Nina memandang wajah Giselle yang tertidur. Wajah itu begitu tenang dan polos. Pipi Giselle yang penuh memiliki rona merah muda yang menggoda sehingga Nina tanpa sadar membelai pipi malaikat kecilnya itu. Dalam hati Nina berdoa dan berharap agar ia tetap dapat melihat Giselle memiliki pipi bak bapao itu. Ia tak ingin melihat Giselle kekurangan gizi dan menjadi kurus. Ia harus berjuang demi Giselle dan melupakan semua yang terjadi di masa lalu. Nina harus terus melangkah kedepan.

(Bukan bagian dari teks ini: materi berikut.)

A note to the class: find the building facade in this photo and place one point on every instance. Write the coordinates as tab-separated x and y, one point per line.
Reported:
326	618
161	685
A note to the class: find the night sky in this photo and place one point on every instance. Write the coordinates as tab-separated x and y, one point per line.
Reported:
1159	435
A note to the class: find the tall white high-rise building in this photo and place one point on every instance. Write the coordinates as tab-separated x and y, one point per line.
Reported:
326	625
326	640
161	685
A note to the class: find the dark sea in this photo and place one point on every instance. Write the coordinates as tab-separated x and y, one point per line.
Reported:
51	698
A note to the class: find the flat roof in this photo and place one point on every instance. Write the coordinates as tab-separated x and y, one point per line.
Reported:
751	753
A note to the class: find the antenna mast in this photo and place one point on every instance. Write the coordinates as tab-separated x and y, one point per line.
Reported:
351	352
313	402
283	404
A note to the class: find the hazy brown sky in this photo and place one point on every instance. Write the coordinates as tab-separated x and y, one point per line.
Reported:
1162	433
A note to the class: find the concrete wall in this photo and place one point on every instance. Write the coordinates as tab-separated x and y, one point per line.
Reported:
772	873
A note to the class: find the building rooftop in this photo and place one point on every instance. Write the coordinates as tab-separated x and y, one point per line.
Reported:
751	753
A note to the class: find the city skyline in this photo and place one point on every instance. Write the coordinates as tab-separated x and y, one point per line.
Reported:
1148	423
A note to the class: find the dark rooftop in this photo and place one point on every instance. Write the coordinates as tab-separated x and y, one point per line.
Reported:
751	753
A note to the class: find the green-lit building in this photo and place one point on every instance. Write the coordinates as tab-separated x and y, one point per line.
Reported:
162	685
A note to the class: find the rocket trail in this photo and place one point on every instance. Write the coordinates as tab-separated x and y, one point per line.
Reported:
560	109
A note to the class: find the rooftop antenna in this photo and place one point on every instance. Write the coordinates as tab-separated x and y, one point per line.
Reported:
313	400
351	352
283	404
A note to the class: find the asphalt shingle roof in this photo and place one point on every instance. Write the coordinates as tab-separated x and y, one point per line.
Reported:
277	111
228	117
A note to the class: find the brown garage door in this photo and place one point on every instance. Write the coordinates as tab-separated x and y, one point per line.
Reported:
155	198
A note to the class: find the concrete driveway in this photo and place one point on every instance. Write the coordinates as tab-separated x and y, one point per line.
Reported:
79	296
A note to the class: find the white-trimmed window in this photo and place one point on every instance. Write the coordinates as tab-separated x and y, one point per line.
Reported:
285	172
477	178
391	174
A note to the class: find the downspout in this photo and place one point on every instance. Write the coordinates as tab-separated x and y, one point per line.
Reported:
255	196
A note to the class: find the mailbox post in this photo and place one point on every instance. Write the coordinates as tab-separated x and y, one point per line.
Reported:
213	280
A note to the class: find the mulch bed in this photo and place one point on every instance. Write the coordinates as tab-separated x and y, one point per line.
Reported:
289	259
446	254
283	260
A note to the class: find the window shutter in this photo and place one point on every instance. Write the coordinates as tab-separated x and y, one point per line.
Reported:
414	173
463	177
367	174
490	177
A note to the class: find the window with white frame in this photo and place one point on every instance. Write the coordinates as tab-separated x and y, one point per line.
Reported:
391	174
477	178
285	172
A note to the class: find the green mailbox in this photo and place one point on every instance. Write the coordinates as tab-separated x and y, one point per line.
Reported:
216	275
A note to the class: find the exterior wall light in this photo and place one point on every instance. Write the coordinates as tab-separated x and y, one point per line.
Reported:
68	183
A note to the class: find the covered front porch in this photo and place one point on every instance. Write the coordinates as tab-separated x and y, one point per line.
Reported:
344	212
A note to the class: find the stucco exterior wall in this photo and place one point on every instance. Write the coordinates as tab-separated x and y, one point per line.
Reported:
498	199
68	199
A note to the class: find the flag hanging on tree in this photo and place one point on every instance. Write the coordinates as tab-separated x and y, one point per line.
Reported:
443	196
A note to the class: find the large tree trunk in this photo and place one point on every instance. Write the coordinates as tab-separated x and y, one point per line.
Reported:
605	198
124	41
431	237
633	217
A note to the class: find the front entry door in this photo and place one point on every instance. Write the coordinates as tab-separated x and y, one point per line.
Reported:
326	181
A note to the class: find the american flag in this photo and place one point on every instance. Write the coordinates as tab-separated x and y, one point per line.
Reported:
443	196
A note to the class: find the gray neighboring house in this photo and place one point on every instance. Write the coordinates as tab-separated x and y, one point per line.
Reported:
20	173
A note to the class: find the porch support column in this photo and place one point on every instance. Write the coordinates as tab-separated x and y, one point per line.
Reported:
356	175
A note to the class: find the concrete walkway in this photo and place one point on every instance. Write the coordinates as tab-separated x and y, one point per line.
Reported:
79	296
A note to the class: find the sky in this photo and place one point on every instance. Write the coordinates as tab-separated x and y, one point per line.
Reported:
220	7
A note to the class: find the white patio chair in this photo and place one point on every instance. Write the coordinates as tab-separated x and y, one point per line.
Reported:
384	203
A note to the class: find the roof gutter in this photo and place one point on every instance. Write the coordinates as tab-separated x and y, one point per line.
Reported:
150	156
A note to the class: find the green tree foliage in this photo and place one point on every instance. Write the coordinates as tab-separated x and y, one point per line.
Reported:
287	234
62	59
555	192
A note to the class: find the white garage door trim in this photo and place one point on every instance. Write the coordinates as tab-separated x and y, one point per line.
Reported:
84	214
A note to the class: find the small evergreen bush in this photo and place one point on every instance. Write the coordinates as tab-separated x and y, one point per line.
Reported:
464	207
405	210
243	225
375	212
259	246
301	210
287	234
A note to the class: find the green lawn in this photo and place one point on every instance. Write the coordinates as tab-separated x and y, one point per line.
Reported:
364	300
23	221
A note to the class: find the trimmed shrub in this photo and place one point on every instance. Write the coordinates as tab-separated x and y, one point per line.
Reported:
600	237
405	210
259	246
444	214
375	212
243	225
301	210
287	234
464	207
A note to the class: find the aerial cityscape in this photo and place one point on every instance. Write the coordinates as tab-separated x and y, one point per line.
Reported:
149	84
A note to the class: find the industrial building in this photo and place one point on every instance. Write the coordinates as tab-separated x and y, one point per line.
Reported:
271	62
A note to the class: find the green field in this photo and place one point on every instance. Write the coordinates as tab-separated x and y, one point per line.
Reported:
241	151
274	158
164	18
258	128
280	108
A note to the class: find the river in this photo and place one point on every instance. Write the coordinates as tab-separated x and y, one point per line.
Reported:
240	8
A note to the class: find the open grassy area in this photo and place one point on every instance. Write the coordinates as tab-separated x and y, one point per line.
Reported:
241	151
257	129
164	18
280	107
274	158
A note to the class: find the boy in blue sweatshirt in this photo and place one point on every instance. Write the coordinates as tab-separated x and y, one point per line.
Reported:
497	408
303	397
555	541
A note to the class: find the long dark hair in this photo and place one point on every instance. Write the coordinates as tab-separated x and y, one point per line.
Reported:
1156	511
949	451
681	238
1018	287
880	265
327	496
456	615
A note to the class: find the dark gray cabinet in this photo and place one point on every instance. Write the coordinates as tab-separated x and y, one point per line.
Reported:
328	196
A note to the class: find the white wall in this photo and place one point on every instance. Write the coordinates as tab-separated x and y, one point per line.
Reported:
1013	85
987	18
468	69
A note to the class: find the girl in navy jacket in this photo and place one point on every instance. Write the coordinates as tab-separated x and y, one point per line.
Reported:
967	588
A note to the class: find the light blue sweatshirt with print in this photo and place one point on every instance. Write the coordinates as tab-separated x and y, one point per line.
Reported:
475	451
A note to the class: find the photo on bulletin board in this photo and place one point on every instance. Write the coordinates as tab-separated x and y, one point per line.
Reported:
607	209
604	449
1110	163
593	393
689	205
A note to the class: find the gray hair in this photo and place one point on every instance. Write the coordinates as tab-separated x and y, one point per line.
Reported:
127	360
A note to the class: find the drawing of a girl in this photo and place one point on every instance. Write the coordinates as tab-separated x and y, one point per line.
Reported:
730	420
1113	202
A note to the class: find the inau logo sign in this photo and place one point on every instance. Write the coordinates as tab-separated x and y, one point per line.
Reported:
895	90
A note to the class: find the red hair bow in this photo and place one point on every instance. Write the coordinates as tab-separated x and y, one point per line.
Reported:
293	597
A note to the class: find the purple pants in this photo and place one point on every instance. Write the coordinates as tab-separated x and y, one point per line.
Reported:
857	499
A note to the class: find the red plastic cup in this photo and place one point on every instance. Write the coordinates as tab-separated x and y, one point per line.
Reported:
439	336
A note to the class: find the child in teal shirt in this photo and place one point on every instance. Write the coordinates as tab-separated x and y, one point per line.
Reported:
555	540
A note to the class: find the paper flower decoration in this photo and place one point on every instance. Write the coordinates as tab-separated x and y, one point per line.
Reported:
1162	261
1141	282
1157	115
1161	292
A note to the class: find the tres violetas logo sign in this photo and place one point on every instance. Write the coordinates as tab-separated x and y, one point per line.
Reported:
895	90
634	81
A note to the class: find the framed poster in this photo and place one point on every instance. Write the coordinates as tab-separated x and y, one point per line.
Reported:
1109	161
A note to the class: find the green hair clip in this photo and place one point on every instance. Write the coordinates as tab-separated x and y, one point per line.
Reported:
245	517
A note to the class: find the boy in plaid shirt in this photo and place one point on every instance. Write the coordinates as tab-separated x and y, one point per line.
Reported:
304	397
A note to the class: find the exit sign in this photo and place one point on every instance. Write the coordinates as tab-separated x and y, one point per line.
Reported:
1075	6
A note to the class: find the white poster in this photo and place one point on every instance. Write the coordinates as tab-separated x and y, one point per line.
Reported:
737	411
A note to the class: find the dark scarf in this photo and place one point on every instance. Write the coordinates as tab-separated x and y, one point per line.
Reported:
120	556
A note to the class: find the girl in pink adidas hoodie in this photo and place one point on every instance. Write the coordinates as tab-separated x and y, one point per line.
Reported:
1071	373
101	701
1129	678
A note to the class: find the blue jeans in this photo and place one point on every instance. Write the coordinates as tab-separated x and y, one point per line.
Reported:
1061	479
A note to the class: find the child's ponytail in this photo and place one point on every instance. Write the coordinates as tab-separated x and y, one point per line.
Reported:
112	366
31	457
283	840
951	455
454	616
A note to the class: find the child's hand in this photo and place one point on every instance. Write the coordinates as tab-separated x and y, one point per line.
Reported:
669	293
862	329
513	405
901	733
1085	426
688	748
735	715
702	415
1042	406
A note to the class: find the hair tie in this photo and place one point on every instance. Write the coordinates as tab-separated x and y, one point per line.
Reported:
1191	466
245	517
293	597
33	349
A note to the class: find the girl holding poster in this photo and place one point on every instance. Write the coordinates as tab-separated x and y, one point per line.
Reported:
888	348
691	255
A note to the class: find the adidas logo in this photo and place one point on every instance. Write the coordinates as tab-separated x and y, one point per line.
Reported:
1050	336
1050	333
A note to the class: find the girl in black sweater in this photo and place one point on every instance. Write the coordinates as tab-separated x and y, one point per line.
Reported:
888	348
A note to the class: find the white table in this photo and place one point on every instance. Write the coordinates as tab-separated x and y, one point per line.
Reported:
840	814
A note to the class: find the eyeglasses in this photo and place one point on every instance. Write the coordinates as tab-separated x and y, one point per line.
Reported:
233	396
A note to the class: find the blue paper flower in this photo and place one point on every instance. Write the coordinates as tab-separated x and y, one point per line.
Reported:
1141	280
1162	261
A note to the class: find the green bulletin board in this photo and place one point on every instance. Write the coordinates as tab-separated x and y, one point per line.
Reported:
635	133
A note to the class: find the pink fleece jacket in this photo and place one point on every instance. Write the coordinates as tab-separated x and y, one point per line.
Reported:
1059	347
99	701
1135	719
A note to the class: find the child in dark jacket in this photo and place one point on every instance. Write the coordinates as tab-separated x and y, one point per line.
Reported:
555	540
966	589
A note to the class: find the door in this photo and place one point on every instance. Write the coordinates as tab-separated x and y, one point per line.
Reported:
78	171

"Sayang, malaikat kecil mamah. Do'a kan mamah ya agar besok mamah dapat pekerjaan dan Giselle bisa beli susu yang bagus. Elle harus tumbuh dengan sehat" bisik Nina sembari memeluk Giselle dan kembali hanyut dalam kekalutan karena kepergian Nico juga cukup membuatnya sedih karena selama ini Nico sudah banyak berbuat baik padanya. Nina sendiri juga tak bisa menyalahkan Nico sepenuhnya atas hutang besar yang ditinggalkannya karena Nico pun hanya terlalu baik dan tak enak menolak permintaan mamahnya Nina. Tapi disisi lain Nina juga tak bisa menyalahkan mamahnya karena mamahnya hanya sudah terbiasa menjadi bagian dari kaum sosialita dan ditambah sifat bawaannya.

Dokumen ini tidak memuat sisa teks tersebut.